The rule provides DEA-approved practitioners with the option of signing and transmitting electronically prescriptions for all of these drugs, but does not require them to use e-prescribing for these prescriptions.
E-prescribing software application providers must evaluate their applications and reprogram them where necessary to accommodate the new rule, Ferritto said. That includes submitting the applications to third-party audit or certification to determine whether the systems meet DEA requirements, she said.
Pharmacy and provider e-prescribing systems must be able to maintain audit trails on all prescriptions of controlled substances and be able to produce daily audit reports in a human readable format as well as lists of all schedule drugs prescribed, Ferritto said.
One wrinkle about the new rule, Ferritto explained, is that it disallows computer-generated and authenticated prescriptions to be converted to a fax.
The prescription has to remain in its electronic form from end to end, Ferritto said. Converting it to a fax “would make it illegal.”
It remains legal to manually sign and fax a prescription for schedule drugs, Ferritto said. But creating a prescription on a computer with a digital signature and then faxing it via computer without a manual signature, Ferritto said, would “turn that into an unsigned prescription; it would invalidate the prescription.”
That wrinkle could pose a problem, said Kevin Hutchinson, an HIT Standards Committee member and the president and CEO of Prematics, McLean, Va., a provider of electronic prescribing services primarily for office-based physicians.
Hutchinson is the former CEO of Surescripts, an electronic prescription exchange service owned by two pharmacy trade groups and the three major pharmacy benefits management companies.
At Surescripts, Hutchinson led a pharmacy industry campaign to bring the DEA around to allowing e-prescribing for scheduled drugs, telling Ferritto at the meeting he had been waiting for years for this day to arrive.

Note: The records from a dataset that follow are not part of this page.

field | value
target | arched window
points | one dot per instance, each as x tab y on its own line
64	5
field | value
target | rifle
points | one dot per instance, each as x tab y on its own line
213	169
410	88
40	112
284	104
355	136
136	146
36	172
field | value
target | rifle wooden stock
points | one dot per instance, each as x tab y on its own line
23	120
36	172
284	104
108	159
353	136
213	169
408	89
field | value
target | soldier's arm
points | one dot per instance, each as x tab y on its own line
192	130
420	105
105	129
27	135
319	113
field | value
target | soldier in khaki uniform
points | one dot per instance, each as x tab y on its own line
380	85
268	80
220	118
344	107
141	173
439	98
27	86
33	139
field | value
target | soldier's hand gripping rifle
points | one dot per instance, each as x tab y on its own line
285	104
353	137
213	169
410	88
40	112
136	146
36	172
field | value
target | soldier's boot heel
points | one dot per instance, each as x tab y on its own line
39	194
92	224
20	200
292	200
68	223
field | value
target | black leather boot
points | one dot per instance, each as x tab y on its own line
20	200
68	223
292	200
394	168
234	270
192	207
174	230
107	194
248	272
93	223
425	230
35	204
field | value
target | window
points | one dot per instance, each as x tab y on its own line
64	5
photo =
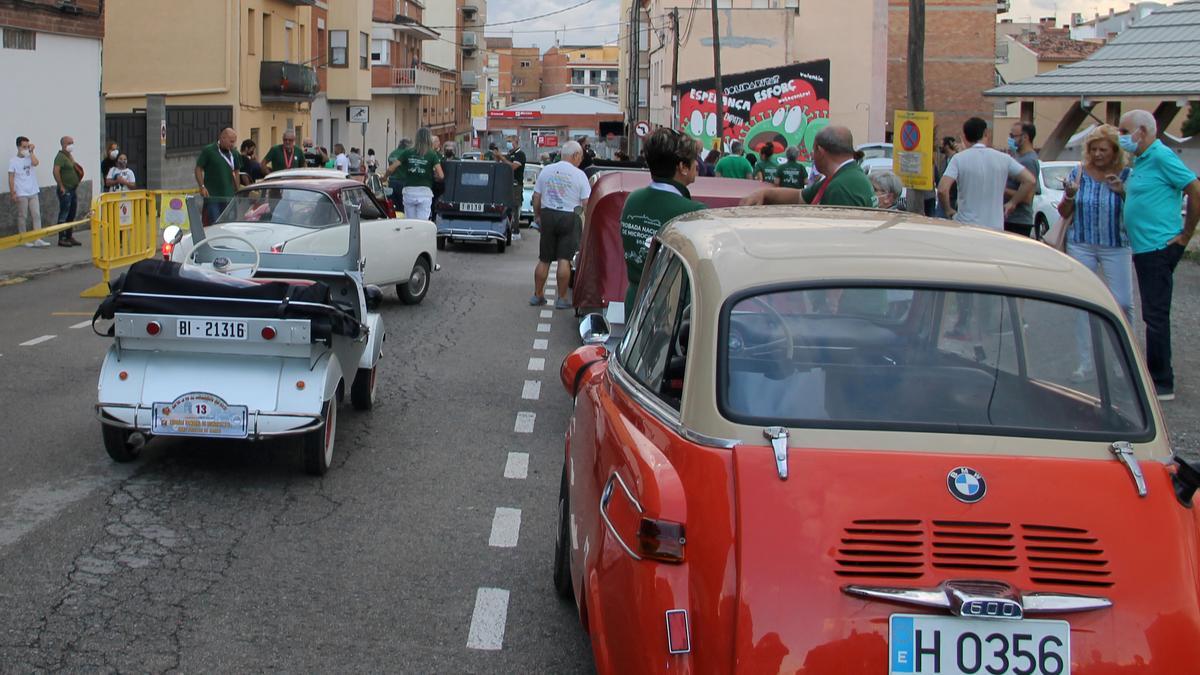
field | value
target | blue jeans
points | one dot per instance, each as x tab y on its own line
67	207
1156	281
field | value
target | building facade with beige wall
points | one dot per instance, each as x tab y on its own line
250	55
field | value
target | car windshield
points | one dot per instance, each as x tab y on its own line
1053	177
928	359
285	205
877	153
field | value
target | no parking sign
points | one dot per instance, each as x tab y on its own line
912	157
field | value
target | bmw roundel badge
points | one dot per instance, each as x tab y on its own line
966	484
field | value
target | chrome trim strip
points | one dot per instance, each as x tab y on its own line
1125	454
605	497
664	413
317	420
939	598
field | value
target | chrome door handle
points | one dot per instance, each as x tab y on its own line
605	497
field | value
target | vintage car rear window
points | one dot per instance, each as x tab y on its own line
286	205
475	179
933	359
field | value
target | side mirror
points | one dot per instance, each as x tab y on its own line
172	234
373	297
594	329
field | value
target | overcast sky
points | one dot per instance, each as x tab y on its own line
592	23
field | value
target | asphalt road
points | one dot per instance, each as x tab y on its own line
231	559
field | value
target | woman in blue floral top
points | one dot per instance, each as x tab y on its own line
1095	195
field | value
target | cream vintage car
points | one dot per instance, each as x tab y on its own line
856	441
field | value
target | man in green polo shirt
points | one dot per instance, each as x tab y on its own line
792	173
672	159
843	183
735	165
285	155
216	173
1158	236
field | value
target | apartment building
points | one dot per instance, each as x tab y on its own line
51	64
245	64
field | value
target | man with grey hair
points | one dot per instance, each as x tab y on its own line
844	184
559	196
1158	236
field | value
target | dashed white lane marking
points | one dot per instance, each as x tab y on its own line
48	338
505	527
525	423
517	466
487	620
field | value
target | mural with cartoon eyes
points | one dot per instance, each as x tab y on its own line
784	106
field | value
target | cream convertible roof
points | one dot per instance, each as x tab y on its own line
731	250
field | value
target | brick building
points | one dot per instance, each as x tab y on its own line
960	60
51	61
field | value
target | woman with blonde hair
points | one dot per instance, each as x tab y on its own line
1095	197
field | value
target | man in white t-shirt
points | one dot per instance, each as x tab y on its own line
23	189
982	173
562	190
341	162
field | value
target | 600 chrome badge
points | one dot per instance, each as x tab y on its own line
966	484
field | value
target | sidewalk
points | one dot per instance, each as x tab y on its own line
19	263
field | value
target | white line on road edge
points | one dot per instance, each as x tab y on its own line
487	620
505	527
525	423
517	466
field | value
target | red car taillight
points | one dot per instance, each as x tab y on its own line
660	539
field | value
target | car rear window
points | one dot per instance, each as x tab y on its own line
475	179
933	359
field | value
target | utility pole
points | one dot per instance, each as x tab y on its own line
917	54
675	67
717	76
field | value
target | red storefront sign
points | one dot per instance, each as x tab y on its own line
514	114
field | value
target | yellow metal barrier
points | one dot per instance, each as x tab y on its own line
124	231
25	237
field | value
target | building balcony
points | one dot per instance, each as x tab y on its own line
283	82
406	82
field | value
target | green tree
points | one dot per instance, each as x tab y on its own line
1192	125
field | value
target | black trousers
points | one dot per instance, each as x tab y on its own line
1156	280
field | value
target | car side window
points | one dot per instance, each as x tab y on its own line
657	354
358	197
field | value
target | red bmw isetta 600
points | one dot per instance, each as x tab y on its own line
850	441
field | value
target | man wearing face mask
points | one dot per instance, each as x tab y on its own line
120	178
1020	147
673	160
1158	236
23	190
67	174
216	173
844	183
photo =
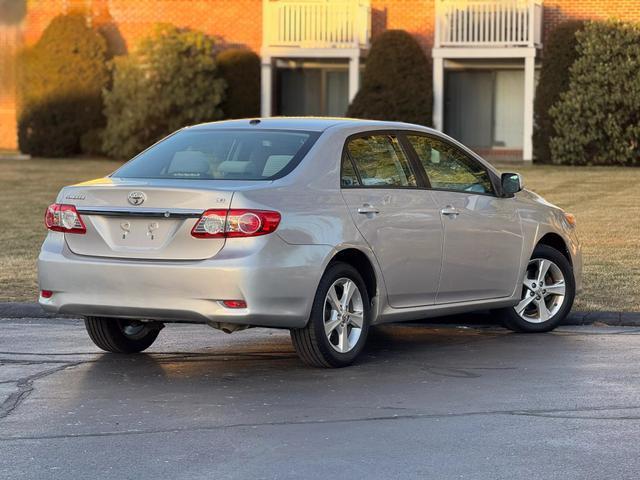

Still, Hutchinson questioned the DEA position to disallow computer-generated fax transmissions for prescriptions of scheduled drugs.
“I think that's going to be a little bit disruptive in the process,” Hutchinson said. “I think it's going to create issues with the physicians.”
Prescriptions created by the provider's software could be printed out and signed by a physician and then faxed to the pharmacy, but “they will be sending it to the very same fax machine,” Hutchinson said.